7. Conclusions and Policy Recommendations

Based on the data from 250 prefecture-level cities in China from 2006 to 2019, this paper examined the effect of free trade zone construction on industrial upgrading. We selected three batches of free trade zones established in 2013, 2015, and 2017 as quasi-natural experiments to analyze the mechanisms of the effects of free trade zone policies on industrial structure upgrading using the difference-in-difference method. The relevant findings are as follows: The free trade zone policy can increase the level of rationalization of industrial structure in cities by 9.69% and the level of advanced industrial structure by 7.01%. This will improve the industrial efficiency and promote the sustainability of urban development. Further analysis of the effect mechanism revealed that the interactions of the FTZ policy effect and the innovation effect or the foreign investment effect can effectively promote the rationalization of industrial structure and the advanced industrial structure. The effect of FTZs on industrial structure upgrading in different regions is heterogeneous, and the eastern and central FTZs have significant industrial structure upgrading effects. The spatial and temporal comparison found that the effect of FTZs on industrial upgrading is considered temporally sustainable but with a certain lag. Based on the spatial perspective, we found that the FTZ inhibits ah advanced level of industrial structure in the neighboring cities and still needs to build a sustainable industrial development system. Based on the above study, the following policy recommendations are proposed to optimize the FTZ strategies to promote the sustainable development of cities.
(1)
New FTZs should draw on the experience and lessons from existing FTZs to promote the sustainability and quality of urban industries.
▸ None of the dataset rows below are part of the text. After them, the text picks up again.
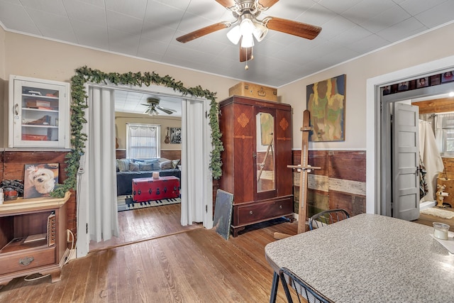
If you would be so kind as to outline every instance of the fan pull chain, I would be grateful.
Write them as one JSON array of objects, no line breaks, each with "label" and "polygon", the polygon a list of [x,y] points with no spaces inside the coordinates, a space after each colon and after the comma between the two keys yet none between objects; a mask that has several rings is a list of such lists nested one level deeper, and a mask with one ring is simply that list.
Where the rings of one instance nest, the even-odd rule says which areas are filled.
[{"label": "fan pull chain", "polygon": [[249,70],[249,67],[248,66],[248,48],[246,48],[246,66],[244,67],[245,70]]}]

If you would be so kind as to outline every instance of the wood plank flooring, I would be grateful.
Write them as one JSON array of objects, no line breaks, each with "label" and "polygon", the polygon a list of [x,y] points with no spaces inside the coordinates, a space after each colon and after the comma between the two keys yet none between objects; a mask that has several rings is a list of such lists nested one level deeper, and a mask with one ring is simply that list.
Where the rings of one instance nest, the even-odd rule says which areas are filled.
[{"label": "wood plank flooring", "polygon": [[[274,220],[226,241],[214,229],[182,228],[179,214],[177,221],[160,222],[175,216],[179,207],[146,209],[155,209],[150,211],[160,216],[153,226],[155,238],[98,248],[70,261],[56,283],[50,283],[50,277],[33,282],[14,279],[0,290],[0,302],[268,302],[272,270],[265,258],[265,246],[275,241],[275,232],[296,234],[297,224]],[[140,224],[148,224],[145,221]],[[140,228],[138,221],[135,225]],[[167,232],[172,233],[166,236]],[[144,236],[138,233],[138,238]],[[277,302],[286,302],[280,285]]]},{"label": "wood plank flooring", "polygon": [[[0,290],[5,302],[265,302],[272,270],[264,248],[275,232],[296,234],[283,220],[248,226],[224,240],[201,225],[181,226],[179,204],[122,211],[118,238],[92,243],[70,261],[62,280],[17,278]],[[453,211],[452,209],[447,209]],[[415,222],[446,220],[421,214]],[[130,228],[128,226],[133,226]],[[277,302],[286,302],[279,285]]]},{"label": "wood plank flooring", "polygon": [[180,207],[180,204],[176,204],[119,211],[118,236],[90,242],[90,251],[204,228],[201,224],[182,226]]}]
Table 3 shows that the FTZ policy can increase the rationalization level of the industrial structure by 9.69% and the level of advanced industrial structure by 7.01%. Meanwhile, the government should make more use of market mechanisms rather than government intervention (a negative effect of government intervention is shown in Table 3). What is more, because of the heterogeneous effect of different regions, the government should combine top-level design and local practice to improve the rationalization of industrial structure and advanced industrial structure according to local conditions.
(2)
Arrange different functions for FTZs and make full use of industrial innovation resources and foreign direct investment. Table 6 shows that the innovation effect and foreign investment effect of FTZs are the keys to upgrading the industrial structure. Therefore, each FTZ should establish an innovation platform of “sub-industry, grading, and classification” based on innovation-oriented functional positioning. The FTZs build an innovation bridge to support upgrading the industrial structure according to “front-end clustering, middle-end synergy, and back-end transformation,” which play the role of innovation in promoting production, consumption, and circulation and promoting the deep integration of the industrial chain and innovation chain. By attracting foreign investment into relevant industries, the FTZ creates industrial clusters around key industries; integrates foreign investment, talents, and other elements within the FTZ; and promotes the diffusion of advanced technologies, thereby promoting the optimization and upgrading of industrial structure.
(3)
FTZs should be established in terms of different resource endowments and learning experience. Since FTZs are geographically heterogeneous, as shown in Table 7, they have a more pronounced industrial structure upgrading effect in the eastern and central regions. Each FTZ should clearly define its development direction, and fully reflect the advantages of the region’s endowments, differentiation, and dislocation in functional positioning, not only to avoid low-level duplication of construction but also to prevent disorderly competition between FTZs. In addition, the FTZ should establish a sustainable industrial testing and early warning system and establish a series of elimination mechanisms, support mechanisms, and growth mechanisms to lay the foundation for the industry’s long-term development.
(4)
Optimize the spatial layout of FTZs. Effectively employ the spatial spillover effect to drive the synergistic transformation and upgrading of industries in the surrounding areas. The spatial effects test in Table 8 show that the FTZ inhibits the level of advanced industrial structure in neighboring cities. According to the strategic planning and top-level design, the FTZ coordinates and optimizes the spatial layout of the city, improves infrastructure construction and related supporting facilities, improves the overall efficiency of space utilization, builds a sustainable industrial development system, and forms a spatial pattern of industry–city integration. Relying on the strategic orientation of the FTZ, the neighboring cities should take the initiative to adjust the industrial layout and overall planning, deeply embedding themselves in the industrial chain of the FTZ. By this way, industrial linkage within and outside the FTZ would be established.
Due to the different development levels, technological conditions, and resource endowments of FTZ cities, the effects and mechanisms of FTZ policy may vary greatly. In the heterogeneity analysis, we only considered the influence of location factors in the east, middle, and west on the policy effect of the FTZ. In the next step, the interactions between city size, industrial characteristics, transportation conditions, and the policies of the FTZ will be further analyzed. The spatial spillover effect and the mechanism of the FTZ policy would also be an interesting topic.

Author Contributions

Conceptualization and methodology, A.Z.; data curation and original draft preparation, J.W.; review and editing, H.G. All authors have read and agreed to the published version of the manuscript.

Funding

This research was funded by “the Major Special Projects of National Social Science Fund”, China (Grant No. 19ZDA080).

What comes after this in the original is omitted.